Step-by-step explanation:
People are superbly adapted to climate change. It even appears likely that climate change, in the Rift Valley of East Africa particularly, may have been a key evolutionary pressure in development of the modern human mind. The really big problem is that a huge number of other species upon which we rely, both animal and plant, are not as adaptable as we are.
To say that we aren’t adapted generally to climate change is not true given that we had coexisted at at least somewhere on this planet despite conditions proving far different, generally speaking, in many places relative today. Then what is the difference between then, now, and the future? We didn’t live to scale back then as we do today! We didn’t have the populations that require more energy resources, that also impact our planet in far different ways relative the past. This is important because, yes , our evolution may have attuned us well in surviving in small groups as it turns out, but what about scale survival of populations? That is a new leaf to be turned with respect to possibilities. The truth is we don’t know how climate change will impact our civilization even if smaller groups of humans manage to survive given enough change. We don’t know whether by mitigating certain climate cyclic trends (via anthropogenic forcing) whether we will have made ripe conditions for contagious diseases far more virulent relative to existing vectors.
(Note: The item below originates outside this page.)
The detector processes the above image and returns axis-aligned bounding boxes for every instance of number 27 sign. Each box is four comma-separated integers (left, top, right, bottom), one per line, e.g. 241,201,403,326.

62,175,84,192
We don’t know whether we will have created conditions that result in industrial agricultural collapse. We don’t know how water security in the future will play out, and if the past proves true likewise to the future, extinction events could provide even greater challenges to scale survival of future populations. If we are always looking to the near past in equipping ourselves to survive in the long term future, this may exemplify our adaptive failure to climate change in so far as our scale advantages to survival especially if long range considerations are necessitated.